Ou êtes-vous comme mes compatriotes anglais qui aiment croire qu’ils sont riches parce que grâce à l’inflation la maison qu’ils ont achetée à 100 vaut aujourd’hui 200 ? Ce qui a poussé des milliers entre eux de « monétariser » la différence (c'est-à-dire de s’endetter davantage) avec les résultats qu’on connait.
Dévaluation amène inévitablement à l’inflation – ce qu’un grand politicien français de gauche a appelé à juste titre une taxe sur les pauvres.
Salutations
Mais je "kiffe" cela!
La création monétaire par l' "Etat européen" est nécessaire mais ça ne peut pas être un chèque en blanc pour chacun des états qui composent cette Europe.

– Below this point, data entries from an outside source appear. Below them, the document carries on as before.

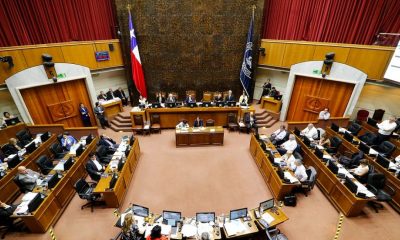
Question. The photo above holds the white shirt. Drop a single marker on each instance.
(386, 128)
(324, 115)
(290, 145)
(300, 173)
(310, 133)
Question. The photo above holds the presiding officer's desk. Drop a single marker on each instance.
(278, 188)
(115, 196)
(392, 180)
(199, 136)
(57, 199)
(8, 189)
(339, 195)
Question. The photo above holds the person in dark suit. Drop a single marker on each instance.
(102, 96)
(84, 115)
(121, 95)
(94, 167)
(198, 122)
(230, 97)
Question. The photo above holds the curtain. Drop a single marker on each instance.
(26, 22)
(340, 21)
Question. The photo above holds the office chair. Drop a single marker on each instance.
(85, 191)
(386, 148)
(369, 138)
(308, 185)
(232, 122)
(155, 123)
(45, 165)
(335, 144)
(376, 184)
(57, 151)
(354, 128)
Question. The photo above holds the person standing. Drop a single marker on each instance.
(85, 115)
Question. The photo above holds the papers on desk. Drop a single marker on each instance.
(234, 227)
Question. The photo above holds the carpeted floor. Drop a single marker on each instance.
(217, 178)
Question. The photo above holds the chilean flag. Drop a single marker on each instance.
(137, 70)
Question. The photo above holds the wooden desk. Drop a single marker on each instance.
(8, 189)
(199, 136)
(339, 195)
(112, 108)
(271, 105)
(58, 198)
(114, 197)
(278, 188)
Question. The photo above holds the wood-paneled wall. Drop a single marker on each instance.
(311, 95)
(372, 60)
(44, 103)
(81, 53)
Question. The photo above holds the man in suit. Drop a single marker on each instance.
(198, 122)
(94, 168)
(121, 95)
(230, 97)
(110, 94)
(27, 178)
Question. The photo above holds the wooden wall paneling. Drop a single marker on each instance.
(19, 64)
(33, 56)
(296, 53)
(341, 53)
(274, 53)
(115, 56)
(82, 54)
(372, 62)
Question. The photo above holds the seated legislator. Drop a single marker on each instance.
(102, 96)
(27, 178)
(289, 145)
(324, 114)
(119, 93)
(67, 141)
(230, 97)
(94, 168)
(243, 99)
(310, 131)
(198, 122)
(110, 94)
(277, 136)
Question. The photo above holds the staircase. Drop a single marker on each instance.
(265, 119)
(122, 122)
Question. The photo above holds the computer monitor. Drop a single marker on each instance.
(172, 217)
(79, 150)
(266, 205)
(30, 147)
(348, 136)
(13, 161)
(384, 162)
(351, 185)
(333, 167)
(335, 127)
(140, 210)
(363, 147)
(12, 121)
(205, 217)
(68, 164)
(35, 202)
(238, 213)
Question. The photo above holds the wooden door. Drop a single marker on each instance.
(58, 103)
(312, 95)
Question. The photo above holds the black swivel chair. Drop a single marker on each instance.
(354, 128)
(376, 183)
(386, 148)
(85, 191)
(45, 164)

Il faut que cette création monétaire serve des intérêts communs (cet intérêt commun pouvant être une aide à certaines régions en particulier).

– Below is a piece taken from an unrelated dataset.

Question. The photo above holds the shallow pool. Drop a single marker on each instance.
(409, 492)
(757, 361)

Il est évident que notre seule porte de sortie pour les pays ressortissants de la zone euro est la planche à billets sans aucun risque de forte dévaluation monétaire car sitôt passées les menaces court terme de rupture des trésoreries nationales, l'euro se réappréciera naturellement comme l'indique son cours actuel depuis sa création à +70 % celui du dollar et en raison de la puissance des économies coalisées. Les journaleux d'occasion brandissent un risque d'inflation corrélée sans analyser le ridicule d'une telle affirmation. Les porte monnaie des consommateurs de la zone euro sont en fort creux pour longtemps et ne risquent pas de répondre à des prix de détail en forte hausse. Au surplus, un peu d'inflation, c'est de la croissance comptable automatique et de la dette publique implicitement dévalorisée. La contrepartie de cette libéralité financière centrale est naturellement un engagement de retour à l'équilibre de trésorerie, donc budgétaire de la part des pays aidés (dont la France et l'Allemagne à très court terme) avec une tolérance qui pourrait être acceptée pour ce qui concerne des dépassements budgétaires réservés aux seules opérations en capital d'infrastructures par exemple pour alimenter vertueusement la croissance selon le bon emploi du keynésianisme, soit respecter la logique du retour d'investissement à court terme (ex. : la construction en 1941 du barrage du Colorado équivalent à la production de quatre centrales nucléaires). Les pays de la zone euro brûleront cette dernière cartouche que représente l'émission monétaire avant d'entériner un fiasco monétaire ; les allemands doivent le comprendre, eux qui vont bientôt être concernés par le risque de rupture de trésorerie courante, donc de fonctionnement de leur état. Et pourquoi s'enfermer dans une logique de dévaluation compétitive pour les seules nations prises individuellement et non appliquée à la zone euro tout entière ? L'euro ne mourra pas car sa survie devient essentielle pour maintenir le pouvoir d'achat des salaires et de toutes les prestations sociales en espèces dont les retraites.